Goodwill arises in purchase price accounting when the price paid for a company exceeds the fair value of its net identifiable assets. After a deal closes, the acquirer must perform purchase price allocation (PPA): step through the target's balance sheet, mark all tangible assets (PP&E, inventory, receivables) to fair value, identify and value intangible assets that weren't on the balance sheet (brand names, customer relationships, technology, non-compete agreements), then subtract all liabilities at fair value. If the purchase price exceeds all of that — tangible assets plus identified intangibles minus liabilities — the residual is goodwill, representing things like workforce quality, customer loyalty, and business synergies that can't be discretely valued. The formula is: Goodwill = Purchase Price − (Fair Value of Net Tangible Assets + Identified Intangibles − Liabilities). Under US GAAP, goodwill is not amortized; instead it sits on the balance sheet indefinitely and is tested annually for impairment — if the business deteriorates and carrying value exceeds fair value, the company takes a write-down. Under IFRS, the treatment is the same for listed companies. In an interview, know that a large goodwill write-down is a red flag that the acquirer overpaid relative to what the business actually delivered.

Q15 — Why might a strategic buyer pay more than a PE firm?

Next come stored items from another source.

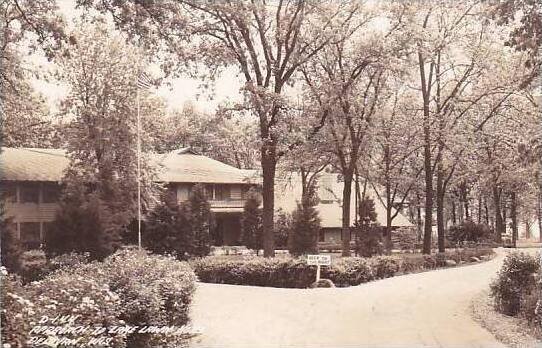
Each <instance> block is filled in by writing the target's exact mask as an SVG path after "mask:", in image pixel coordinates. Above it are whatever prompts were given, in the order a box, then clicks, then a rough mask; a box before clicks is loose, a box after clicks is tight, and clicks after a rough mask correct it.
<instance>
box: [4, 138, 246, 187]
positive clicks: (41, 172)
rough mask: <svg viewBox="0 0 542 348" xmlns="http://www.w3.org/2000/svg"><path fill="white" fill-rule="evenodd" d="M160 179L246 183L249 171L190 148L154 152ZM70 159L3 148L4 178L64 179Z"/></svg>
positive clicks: (57, 181)
mask: <svg viewBox="0 0 542 348" xmlns="http://www.w3.org/2000/svg"><path fill="white" fill-rule="evenodd" d="M150 163H151V164H152V165H153V166H154V167H155V168H156V172H157V181H162V182H201V183H226V184H246V183H249V182H250V180H249V179H248V178H247V173H246V172H245V171H243V170H240V169H237V168H235V167H232V166H230V165H227V164H225V163H222V162H220V161H216V160H214V159H211V158H209V157H206V156H203V155H199V154H197V153H196V152H194V151H193V150H191V149H189V148H183V149H178V150H174V151H171V152H169V153H166V154H150ZM68 164H69V160H68V157H67V155H66V151H65V150H62V149H37V148H5V147H4V148H2V151H1V152H0V180H6V181H56V182H58V181H61V180H62V178H63V175H64V171H65V170H66V169H67V168H68Z"/></svg>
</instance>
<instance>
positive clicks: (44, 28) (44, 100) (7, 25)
mask: <svg viewBox="0 0 542 348" xmlns="http://www.w3.org/2000/svg"><path fill="white" fill-rule="evenodd" d="M57 10H58V8H57V6H56V2H54V1H47V0H36V1H33V0H32V1H31V0H17V1H16V0H5V1H2V2H1V3H0V23H2V33H1V34H0V53H1V55H0V66H1V67H2V69H1V70H0V103H1V104H0V112H1V116H2V117H1V120H0V121H1V122H0V127H1V128H0V129H1V130H2V132H1V133H2V145H3V146H8V147H23V146H24V147H52V146H55V147H56V146H58V145H59V144H60V139H59V137H58V134H57V132H56V130H55V128H56V126H55V125H54V124H53V123H52V122H51V118H50V115H49V110H48V108H47V105H46V102H45V100H44V99H43V97H42V96H40V95H39V94H38V93H37V92H36V91H35V90H34V89H33V88H32V86H31V84H30V81H29V79H30V77H31V76H32V74H33V73H34V71H33V70H32V68H33V67H32V66H31V65H30V66H29V64H28V63H26V64H25V62H23V59H22V57H21V53H22V52H24V51H25V50H28V52H30V53H34V54H38V53H42V52H44V53H45V54H46V55H47V57H49V58H50V57H52V56H53V54H54V53H55V52H56V51H58V49H59V47H60V45H61V43H62V41H63V40H64V39H65V38H66V37H65V33H64V22H63V20H62V18H61V17H60V16H59V15H58V13H57Z"/></svg>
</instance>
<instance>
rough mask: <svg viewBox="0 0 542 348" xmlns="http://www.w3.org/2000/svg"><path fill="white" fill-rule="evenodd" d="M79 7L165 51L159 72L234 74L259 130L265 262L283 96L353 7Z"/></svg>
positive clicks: (171, 5)
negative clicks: (261, 180)
mask: <svg viewBox="0 0 542 348" xmlns="http://www.w3.org/2000/svg"><path fill="white" fill-rule="evenodd" d="M78 4H79V5H82V6H86V7H94V8H97V9H98V10H99V11H102V12H108V13H112V14H113V19H114V20H115V23H116V24H117V25H118V26H119V27H121V28H123V29H124V30H126V31H127V32H128V33H129V34H131V36H132V37H137V38H138V39H141V40H142V42H143V43H144V44H145V45H146V46H147V47H149V48H151V49H157V48H159V47H161V48H165V52H163V55H161V57H162V58H163V57H167V56H169V57H170V58H172V59H171V60H167V63H166V64H164V69H165V70H166V71H167V70H171V68H180V64H179V62H187V61H188V62H190V61H191V62H196V65H197V67H199V69H196V70H198V71H199V72H201V71H203V69H201V66H202V63H203V64H204V65H206V66H208V67H209V68H210V69H209V70H206V71H211V72H214V71H216V69H217V68H220V67H224V66H234V67H236V68H237V69H238V70H239V72H240V75H241V78H242V79H243V80H244V82H245V85H244V87H243V91H244V93H245V101H246V107H247V109H249V110H250V111H251V113H252V114H253V115H254V116H255V117H256V118H257V120H258V124H259V138H260V163H261V168H262V172H263V189H262V196H263V226H264V227H263V228H264V255H265V256H274V246H273V215H274V181H275V171H276V166H277V162H278V160H279V158H280V157H281V156H282V155H283V154H284V152H285V150H286V149H287V148H288V144H284V142H283V138H282V137H281V134H284V133H283V129H282V128H283V126H284V125H285V123H286V122H287V117H285V112H284V111H285V109H288V108H289V103H290V101H289V100H288V98H287V93H285V92H286V91H287V90H288V86H289V85H291V84H292V83H293V80H294V78H295V74H296V72H298V71H299V69H300V67H301V66H303V65H304V64H305V63H306V62H307V61H308V60H310V59H311V58H312V57H313V56H314V55H315V54H316V53H317V52H319V51H321V50H322V49H323V48H324V47H326V46H327V45H328V44H329V43H330V42H331V41H332V39H333V37H334V31H335V30H336V28H340V27H341V26H342V25H343V24H344V23H346V22H349V21H350V20H351V19H352V14H353V12H355V10H356V9H357V6H358V5H357V3H354V2H353V3H350V2H340V3H327V4H326V3H320V2H309V1H290V0H280V1H278V3H277V4H276V5H269V4H267V3H266V2H265V1H240V2H212V1H211V2H201V1H196V0H179V1H173V0H169V1H162V2H152V1H149V2H147V1H146V2H140V1H124V2H118V1H111V0H78ZM188 39H191V41H190V43H188ZM172 63H175V64H172ZM316 129H318V126H316Z"/></svg>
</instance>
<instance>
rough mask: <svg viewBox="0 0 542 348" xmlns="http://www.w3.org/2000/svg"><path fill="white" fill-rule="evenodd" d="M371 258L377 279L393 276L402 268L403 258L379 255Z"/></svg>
mask: <svg viewBox="0 0 542 348" xmlns="http://www.w3.org/2000/svg"><path fill="white" fill-rule="evenodd" d="M369 260H370V265H371V267H372V269H373V274H374V277H375V278H376V279H384V278H390V277H393V276H394V275H395V274H396V273H398V272H399V271H400V270H401V260H400V259H399V258H397V257H393V256H377V257H373V258H370V259H369Z"/></svg>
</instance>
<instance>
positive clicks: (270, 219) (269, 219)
mask: <svg viewBox="0 0 542 348" xmlns="http://www.w3.org/2000/svg"><path fill="white" fill-rule="evenodd" d="M275 152H276V148H275V146H274V145H267V146H266V145H263V146H262V149H261V155H262V159H261V164H262V174H263V183H262V202H263V209H262V222H263V255H264V257H274V256H275V245H274V238H273V237H274V223H273V217H274V212H275V171H276V165H277V161H276V153H275Z"/></svg>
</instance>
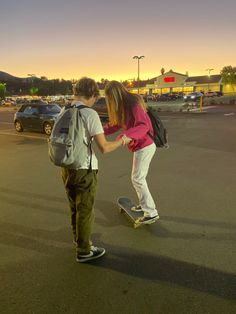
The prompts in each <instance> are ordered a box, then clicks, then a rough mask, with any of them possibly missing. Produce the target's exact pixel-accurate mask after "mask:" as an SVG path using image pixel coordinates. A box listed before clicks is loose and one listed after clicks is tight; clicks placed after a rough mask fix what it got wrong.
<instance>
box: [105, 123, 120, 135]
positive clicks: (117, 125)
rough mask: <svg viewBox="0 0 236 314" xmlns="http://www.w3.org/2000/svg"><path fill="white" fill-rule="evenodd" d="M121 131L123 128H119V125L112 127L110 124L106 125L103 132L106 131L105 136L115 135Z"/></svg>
mask: <svg viewBox="0 0 236 314" xmlns="http://www.w3.org/2000/svg"><path fill="white" fill-rule="evenodd" d="M120 129H121V127H119V126H118V125H112V126H111V125H109V124H105V125H104V126H103V130H104V133H105V135H110V134H113V133H115V132H117V131H118V130H120Z"/></svg>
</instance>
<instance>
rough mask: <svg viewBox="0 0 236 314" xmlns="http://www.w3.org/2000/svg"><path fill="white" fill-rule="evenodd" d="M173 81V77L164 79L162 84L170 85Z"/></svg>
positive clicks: (173, 76)
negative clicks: (167, 83) (170, 83)
mask: <svg viewBox="0 0 236 314" xmlns="http://www.w3.org/2000/svg"><path fill="white" fill-rule="evenodd" d="M174 81H175V77H174V76H171V77H170V76H169V77H164V82H165V83H172V82H174Z"/></svg>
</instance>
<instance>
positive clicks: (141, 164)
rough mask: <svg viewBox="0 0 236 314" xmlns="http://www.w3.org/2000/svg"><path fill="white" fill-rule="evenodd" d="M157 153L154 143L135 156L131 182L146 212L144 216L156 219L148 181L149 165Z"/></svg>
mask: <svg viewBox="0 0 236 314" xmlns="http://www.w3.org/2000/svg"><path fill="white" fill-rule="evenodd" d="M155 151H156V145H155V144H154V143H153V144H151V145H149V146H146V147H144V148H142V149H140V150H138V151H136V152H134V154H133V167H132V174H131V181H132V184H133V186H134V188H135V191H136V193H137V195H138V199H139V204H140V205H141V206H142V209H143V211H144V216H148V217H154V216H156V215H157V214H158V212H157V210H156V205H155V203H154V200H153V198H152V195H151V193H150V191H149V189H148V185H147V181H146V177H147V174H148V169H149V165H150V162H151V160H152V158H153V156H154V154H155Z"/></svg>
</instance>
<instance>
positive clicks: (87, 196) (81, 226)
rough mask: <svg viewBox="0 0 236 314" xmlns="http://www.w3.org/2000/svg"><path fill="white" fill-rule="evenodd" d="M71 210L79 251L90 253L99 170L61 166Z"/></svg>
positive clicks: (70, 208)
mask: <svg viewBox="0 0 236 314" xmlns="http://www.w3.org/2000/svg"><path fill="white" fill-rule="evenodd" d="M61 175H62V180H63V182H64V186H65V189H66V193H67V197H68V200H69V205H70V211H71V227H72V232H73V235H74V239H75V241H76V243H77V252H78V253H84V254H86V253H89V252H90V248H91V244H92V242H91V239H90V237H91V229H92V224H93V221H94V202H95V195H96V188H97V170H92V171H89V170H86V169H79V170H74V169H66V168H61Z"/></svg>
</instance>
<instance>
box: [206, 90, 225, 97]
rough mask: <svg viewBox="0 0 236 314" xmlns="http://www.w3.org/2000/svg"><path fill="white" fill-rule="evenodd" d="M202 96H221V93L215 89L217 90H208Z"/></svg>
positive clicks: (208, 96) (209, 96)
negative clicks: (204, 93) (215, 91)
mask: <svg viewBox="0 0 236 314" xmlns="http://www.w3.org/2000/svg"><path fill="white" fill-rule="evenodd" d="M204 96H205V97H218V96H223V93H222V92H220V91H217V92H213V91H209V92H206V93H205V94H204Z"/></svg>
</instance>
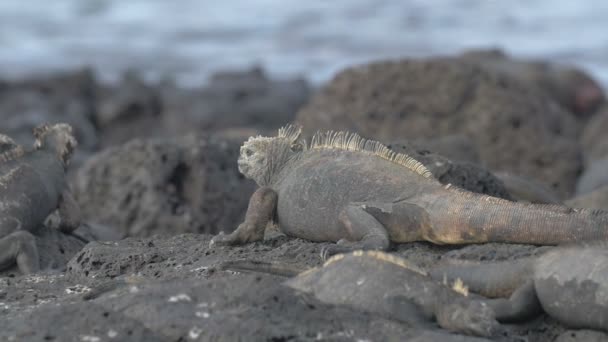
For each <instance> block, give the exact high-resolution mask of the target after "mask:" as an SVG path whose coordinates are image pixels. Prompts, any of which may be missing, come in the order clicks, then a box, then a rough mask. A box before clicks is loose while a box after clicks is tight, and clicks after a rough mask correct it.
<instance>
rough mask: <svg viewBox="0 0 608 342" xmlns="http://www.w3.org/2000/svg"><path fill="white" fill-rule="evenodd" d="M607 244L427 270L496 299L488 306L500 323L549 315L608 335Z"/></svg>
mask: <svg viewBox="0 0 608 342" xmlns="http://www.w3.org/2000/svg"><path fill="white" fill-rule="evenodd" d="M606 247H608V244H606V243H605V242H600V243H591V244H581V245H574V246H572V245H571V246H563V247H557V248H552V249H551V250H550V251H548V252H545V253H543V254H542V255H540V256H537V257H528V258H523V259H520V260H516V261H503V262H494V263H484V264H460V265H458V264H456V265H447V266H439V267H436V268H433V269H430V270H429V275H430V276H431V277H432V278H434V279H436V280H440V279H441V280H444V281H451V280H453V279H460V280H461V281H463V282H464V283H465V284H466V285H467V287H468V288H469V290H470V291H471V292H476V293H478V294H481V295H484V296H488V297H508V299H504V298H503V299H496V300H493V301H488V302H487V304H488V305H489V306H490V307H492V309H493V310H494V311H495V313H496V316H497V317H500V318H501V319H499V321H521V320H525V319H528V318H530V317H533V316H535V315H538V314H540V313H541V312H542V311H545V312H546V313H547V314H548V315H549V316H551V317H553V318H555V319H556V320H557V321H559V322H561V323H562V324H564V325H565V326H567V327H569V328H574V329H596V330H603V331H608V249H607V248H606Z"/></svg>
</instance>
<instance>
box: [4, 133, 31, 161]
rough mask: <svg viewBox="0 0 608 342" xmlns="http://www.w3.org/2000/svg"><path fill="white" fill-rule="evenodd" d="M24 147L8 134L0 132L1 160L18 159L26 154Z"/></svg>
mask: <svg viewBox="0 0 608 342" xmlns="http://www.w3.org/2000/svg"><path fill="white" fill-rule="evenodd" d="M24 153H25V152H24V150H23V147H22V146H21V145H19V144H17V143H16V142H15V140H13V139H12V138H11V137H9V136H8V135H4V134H0V162H7V161H10V160H14V159H17V158H19V157H21V156H23V154H24Z"/></svg>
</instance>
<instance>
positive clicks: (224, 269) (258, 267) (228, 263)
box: [218, 260, 307, 277]
mask: <svg viewBox="0 0 608 342" xmlns="http://www.w3.org/2000/svg"><path fill="white" fill-rule="evenodd" d="M218 268H219V269H220V270H232V271H250V272H260V273H268V274H274V275H278V276H283V277H295V276H297V275H298V274H300V273H302V272H304V271H306V270H307V269H306V268H302V267H298V266H295V265H292V264H288V263H279V262H267V261H256V260H234V261H226V262H224V263H221V264H220V265H219V266H218Z"/></svg>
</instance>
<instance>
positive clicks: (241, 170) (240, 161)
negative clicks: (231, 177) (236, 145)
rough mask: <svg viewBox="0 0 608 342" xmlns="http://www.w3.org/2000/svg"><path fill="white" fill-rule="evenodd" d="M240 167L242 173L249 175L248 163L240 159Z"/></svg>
mask: <svg viewBox="0 0 608 342" xmlns="http://www.w3.org/2000/svg"><path fill="white" fill-rule="evenodd" d="M238 168H239V172H240V173H242V174H243V175H245V176H247V171H249V167H248V166H247V163H244V162H242V161H240V160H239V161H238Z"/></svg>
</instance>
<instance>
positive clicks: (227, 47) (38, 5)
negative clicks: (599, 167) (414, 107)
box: [0, 0, 608, 85]
mask: <svg viewBox="0 0 608 342" xmlns="http://www.w3.org/2000/svg"><path fill="white" fill-rule="evenodd" d="M607 16H608V2H606V1H603V0H587V1H570V0H537V1H529V0H513V1H508V2H507V1H502V2H500V1H486V0H452V1H439V0H409V1H393V0H333V1H320V0H309V1H298V2H297V3H296V2H286V1H282V0H245V1H216V0H172V1H166V0H129V1H124V0H54V1H47V0H29V1H20V0H3V1H1V2H0V51H1V53H0V75H2V76H3V78H7V77H19V76H22V75H24V74H31V73H37V72H40V71H49V70H62V69H72V68H74V67H75V66H82V65H91V66H93V67H94V69H95V71H97V72H98V73H97V76H98V77H99V78H101V79H102V80H104V81H108V80H115V79H117V77H118V76H119V75H120V72H121V71H123V70H125V69H126V68H136V69H138V70H140V71H142V72H143V74H144V75H145V77H146V78H147V79H152V80H154V79H158V78H161V77H163V75H166V74H169V75H175V76H176V77H177V79H178V80H179V82H180V84H182V85H198V84H200V83H201V80H205V79H207V77H208V76H209V74H210V73H211V72H213V71H215V70H220V69H235V68H247V67H249V66H251V65H253V64H259V65H261V66H263V68H264V69H265V70H266V71H267V72H268V73H269V74H270V75H272V76H273V77H279V78H281V77H292V76H294V75H303V76H305V77H306V78H307V79H308V80H310V81H312V82H313V83H319V82H322V81H324V80H327V79H328V78H330V77H331V76H332V75H333V74H334V73H335V72H336V71H338V70H340V69H342V68H343V67H345V66H347V65H352V64H355V63H362V62H366V61H370V60H374V59H378V58H386V57H404V56H428V55H436V54H451V53H458V52H461V51H462V50H465V49H470V48H475V47H484V48H487V47H498V48H503V49H505V50H506V51H508V52H509V53H511V54H513V55H514V56H517V57H535V58H536V57H538V58H541V57H542V58H544V59H545V58H546V59H549V60H552V61H560V62H575V63H576V64H577V65H578V66H581V67H583V68H584V69H585V70H586V71H588V72H590V73H591V74H593V75H594V76H595V78H596V79H598V80H599V81H600V82H601V83H602V84H604V85H605V84H606V83H607V82H608V71H607V68H606V66H607V63H608V58H607V57H608V35H606V25H605V21H606V17H607Z"/></svg>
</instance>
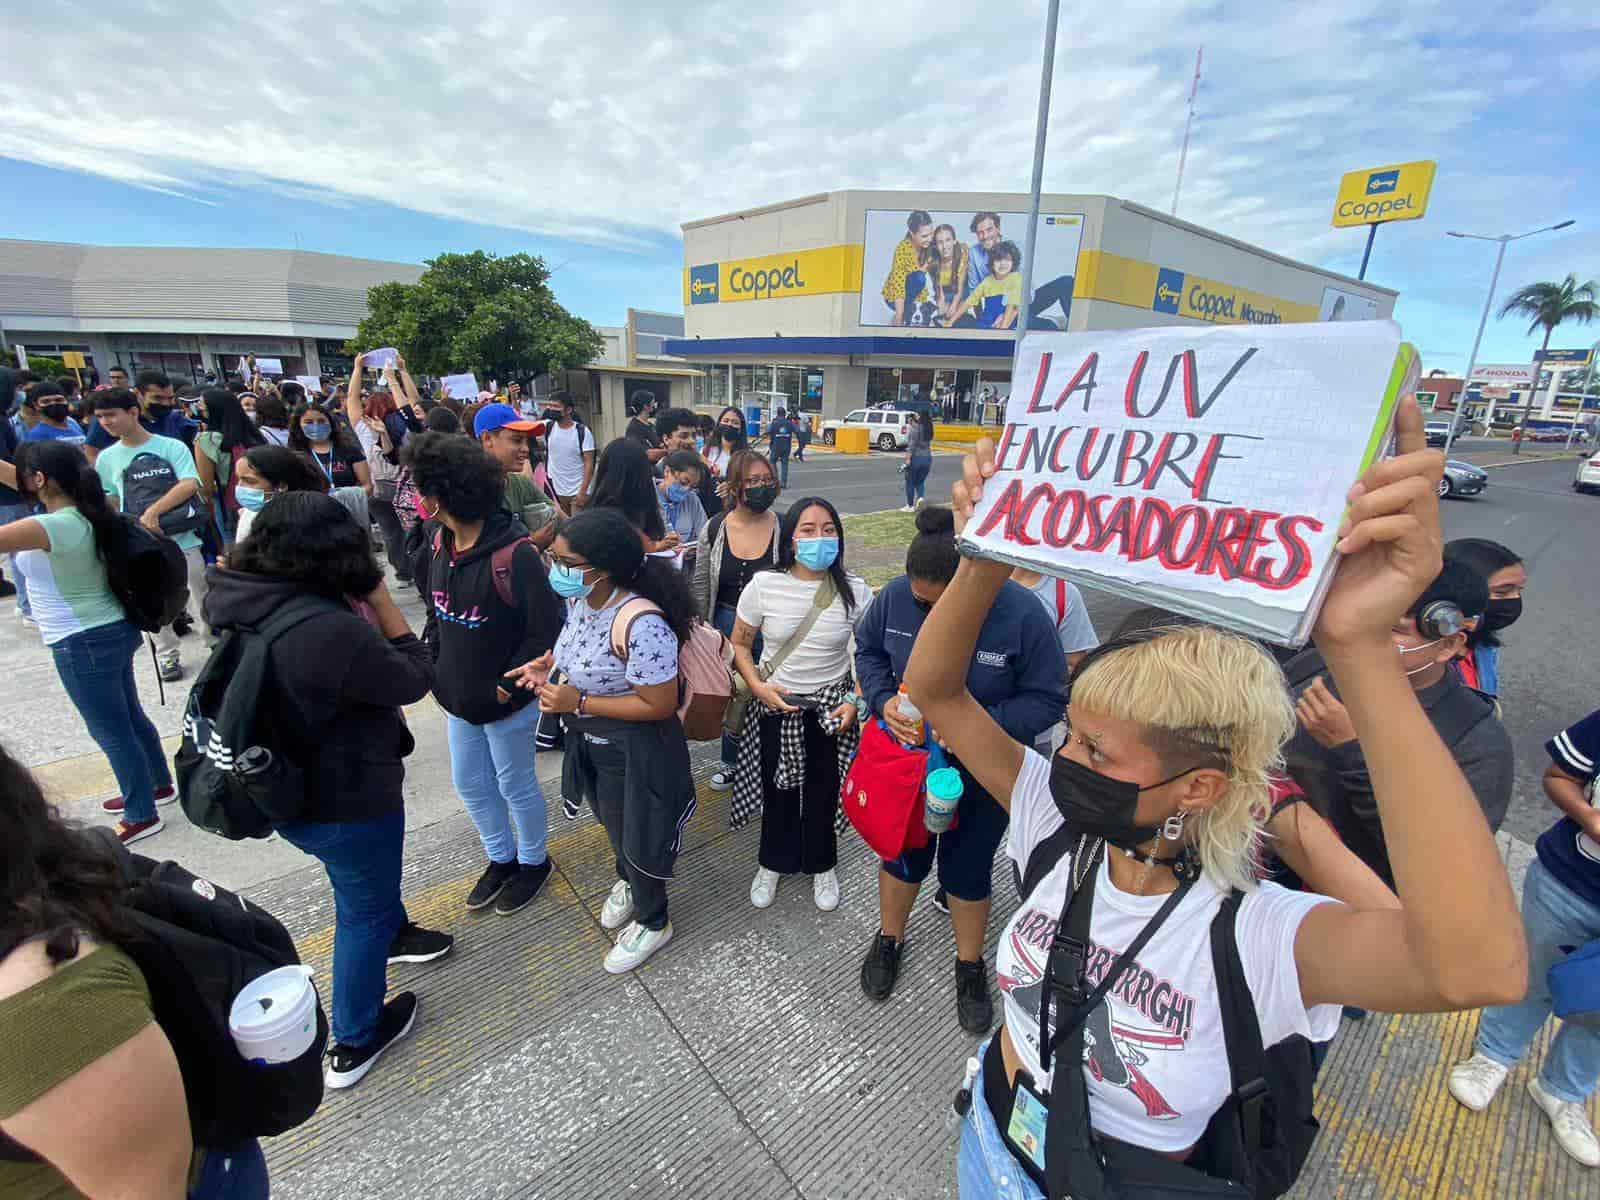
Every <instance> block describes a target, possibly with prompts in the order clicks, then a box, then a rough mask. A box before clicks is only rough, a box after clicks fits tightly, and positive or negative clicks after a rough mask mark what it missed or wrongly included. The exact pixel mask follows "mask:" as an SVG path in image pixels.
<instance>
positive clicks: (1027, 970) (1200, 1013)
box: [995, 750, 1339, 1152]
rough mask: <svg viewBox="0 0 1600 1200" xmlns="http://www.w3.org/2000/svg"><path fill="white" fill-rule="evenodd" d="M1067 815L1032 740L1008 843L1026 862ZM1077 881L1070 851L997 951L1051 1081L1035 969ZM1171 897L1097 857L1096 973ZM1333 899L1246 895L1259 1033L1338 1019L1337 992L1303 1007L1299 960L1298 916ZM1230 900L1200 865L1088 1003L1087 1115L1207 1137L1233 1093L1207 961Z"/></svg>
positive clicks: (1020, 1039) (1217, 1004) (1265, 1034)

Strategic buyers can justify a higher price because they're not buying the standalone business — they're buying the combined entity after synergies are captured. A strategic acquirer can take $80M in cost synergies (shared headcount, facilities, G&A) and $40M in revenue synergies (cross-sell, distribution leverage), effectively acquiring $120M of incremental EBITDA on top of the target's existing earnings base; if they apply the same EV/EBITDA multiple to the synergy-adjusted EBITDA, the maximum justifiable price is significantly higher. A PE firm, by contrast, is constrained to standalone economics: they can't take synergies because they have no platform to integrate into (unless it's a bolt-on to an existing portfolio company), and their return analysis is anchored by two hard constraints — debt capacity and return hurdle. Debt capacity limits how much leverage they can put on the deal (typically 4–7x EBITDA depending on sector and credit markets), which caps the equity check; and the return hurdle (20%+ IRR) limits the entry multiple because they need to exit at a sufficient premium to generate those returns over 5 years. The net result: in a competitive process, a strategic buyer will almost always outbid a PE firm on an asset where synergies exist, which is why most large-cap M&A is strategic-on-strategic — PE tends to win assets that are underperforming, operationally complex, or out-of-favor with strategic acquirers.

Quick Reference — Methodology Summary
Methodology What It Measures Includes Control Premium Key Weakness
Trading Comps Minority, marketable value No Market sentiment distortion
Precedent Transactions Control value (M&A context) Yes Staleness, deal-specific factors
DCF Intrinsic value (standalone) Depends Sensitivity to assumptions
LBO Analysis Financial buyer floor No Assumes PE buyer, leverage-driven
Interview Tip — How to Structure Any Valuation Answer

For any valuation methodology question, structure your answer in three beats: (1) what it is and how it works mechanically, (2) when you use it and why it's appropriate in that context, and (3) its key limitation or what would make you weight it less heavily. Interviewers aren't testing whether you can recite definitions — they're testing whether you can reason about tradeoffs. The candidate who says "DCF can be unreliable when the terminal value dominates" demonstrates judgment; the one who just walks through the formula demonstrates memorization. Every answer in this guide is built on that three-beat structure.